What is a Partition?

A Kafka topic is divided into one or more partitions. Each partition acts as a commit log, where new messages are always appended to the end. Messages within a partition are assigned a sequential ID number called an 'offset', which uniquely identifies each message within that partition.

When a producer sends a message to a topic, Kafka determines which partition the message should be written to. This decision is typically based on a message key (hashed to a partition) or can be round-robin if no key is provided. Once written, messages in a partition are immutable and can only be read sequentially from the beginning.

Key Characteristics and Functions

  • Parallelism and Scalability: Partitions allow a topic to be parallelized across multiple brokers, enabling higher throughput for both producers and consumers. A single topic can handle more data by having more partitions.
  • Message Ordering: Kafka guarantees strict message order *within a single partition*. There is no global ordering guarantee across all partitions in a topic. If order is crucial for a set of related messages, they should be routed to the same partition.
  • Fault Tolerance and Replication: Each partition can be replicated across multiple Kafka brokers.

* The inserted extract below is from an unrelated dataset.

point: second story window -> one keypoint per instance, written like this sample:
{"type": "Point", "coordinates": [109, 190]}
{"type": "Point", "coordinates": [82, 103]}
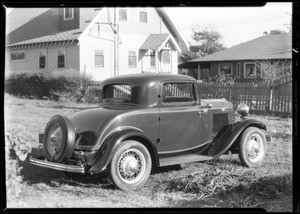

One replica is designated as the 'leader', handling all read/write requests, while others are 'followers' that passively replicate the leader's data. If the leader fails, a follower can be elected as the new leader.
  • Consumer Group Semantics: Within a consumer group, each partition is consumed by at most one consumer instance at any given time. This ensures that messages within a partition are processed in order and only once per consumer group. Adding more consumers than partitions in a group will result in idle consumers.

Why are Partitions Important?

Partitions are crucial for Kafka's core strengths: high throughput, fault tolerance, and scalability. They distribute the load, provide local ordering, and enable consumers to process messages in parallel, making Kafka a robust and high-performance distributed streaming platform.